Первые полтора месяца им командовал генерал от кавалерии Яков Жилинский, а после его увольнения до середины марта 1915 года — генерал от инфантерии Николай Рузский. Если в Галиции главным противником были австро-венгры, то здесь приходилось драться против немцев, известных умением быстро маневрировать, отличной организацией и качеством войск, которыми на Востоке руководили такие незаурядные военачальники, как генерал-фельдмаршал Пауль фон Гинденбург и генерал-лейтенант Эрих Людендорф.

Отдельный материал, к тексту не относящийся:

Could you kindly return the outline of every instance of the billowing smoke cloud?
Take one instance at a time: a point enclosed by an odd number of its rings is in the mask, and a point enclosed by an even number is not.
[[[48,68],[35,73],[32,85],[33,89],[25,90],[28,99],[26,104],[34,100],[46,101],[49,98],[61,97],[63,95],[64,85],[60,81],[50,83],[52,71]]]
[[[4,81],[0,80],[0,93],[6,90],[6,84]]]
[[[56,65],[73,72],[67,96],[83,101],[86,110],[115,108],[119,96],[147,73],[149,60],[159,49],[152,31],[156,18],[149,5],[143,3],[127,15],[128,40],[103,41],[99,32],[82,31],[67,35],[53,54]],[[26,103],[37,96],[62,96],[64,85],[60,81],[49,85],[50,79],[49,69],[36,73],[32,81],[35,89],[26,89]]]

При подготовке к войне противник в целом переоценил слабость русских, но все же превосходил их по огневой мощи пехотных дивизий и общей подготовке генералитета, умело владевшего инициативой. «В наших руках была яркая, блестящая победа, при наличии тех обстоятельств, с которыми мы вышли на войну, а во что ее превратили?» — в расстроенных чувствах писал Генерального штаба капитан Дроздовский после одного из сражений с упущенным успехом.
Знаменитый Восточно-Прусский поход августа — сентября 1914 года закончился печально: важная победа при Гумбиннене сменилась разгромом центральных корпусов 2-й армии и гибелью ее командующего генерала от кавалерии Александра Самсонова. 1-я армия генерала от кавалерии Павла фон Ренненкапмфа понесла серьезные потери, ей пришлось отступить из Восточной Пруссии. Осенью 1914 года Рузскому удалось удержать Варшаву и Ивангород, отразив наступление врага, но затем главнокомандующий, допустив ошибки в расчетах, выпустил немцев из окружения под Лодзью. Зимой 1915 года во время очередного Мазурского сражения в Августовских лесах погиб весь ХХ армейский корпус Георгиевского кавалера генерала от артиллерии Павла Булгакова, попавшего в неприятельский плен.

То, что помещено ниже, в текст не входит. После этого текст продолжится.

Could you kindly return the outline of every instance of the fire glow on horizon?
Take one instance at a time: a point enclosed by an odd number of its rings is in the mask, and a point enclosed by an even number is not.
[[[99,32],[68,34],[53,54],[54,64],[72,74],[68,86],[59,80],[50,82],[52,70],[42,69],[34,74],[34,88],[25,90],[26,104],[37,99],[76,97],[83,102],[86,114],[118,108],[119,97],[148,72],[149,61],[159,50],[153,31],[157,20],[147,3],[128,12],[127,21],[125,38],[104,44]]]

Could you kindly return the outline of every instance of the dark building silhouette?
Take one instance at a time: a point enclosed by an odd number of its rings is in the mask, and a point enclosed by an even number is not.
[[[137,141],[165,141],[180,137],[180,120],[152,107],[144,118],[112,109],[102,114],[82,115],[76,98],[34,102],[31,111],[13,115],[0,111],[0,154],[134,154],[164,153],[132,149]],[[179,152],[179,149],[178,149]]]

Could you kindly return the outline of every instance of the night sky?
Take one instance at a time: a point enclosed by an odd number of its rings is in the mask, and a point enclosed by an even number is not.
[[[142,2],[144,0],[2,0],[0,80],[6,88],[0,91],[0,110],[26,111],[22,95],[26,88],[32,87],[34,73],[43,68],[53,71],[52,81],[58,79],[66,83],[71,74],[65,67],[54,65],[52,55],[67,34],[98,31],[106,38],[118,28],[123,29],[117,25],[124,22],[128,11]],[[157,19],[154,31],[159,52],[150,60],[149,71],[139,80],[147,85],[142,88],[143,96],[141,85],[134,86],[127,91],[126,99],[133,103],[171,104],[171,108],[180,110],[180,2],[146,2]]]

«Управления нет — ряд несогласованных, иногда противоречивых, ежечасно меняющихся отдельных приказаний корпусам, полная неразбериха, сумбур, — возмущался Дроздовский. — Все управление — только проволока [аппаратов связи. — К. А.], не показывает войскам никакого личного воздействия. Войска командира корпуса не знают и после бегства не уважают». Опытному воину становились видны все язвы русской армии: недостаток боеприпасов и огневых средств, инертность старших начальников и посредственное управление на корпусном, армейском и фронтовом уровне. Казалось, японская война многому научила русский генералитет, но далеко не все уроки пошли впрок.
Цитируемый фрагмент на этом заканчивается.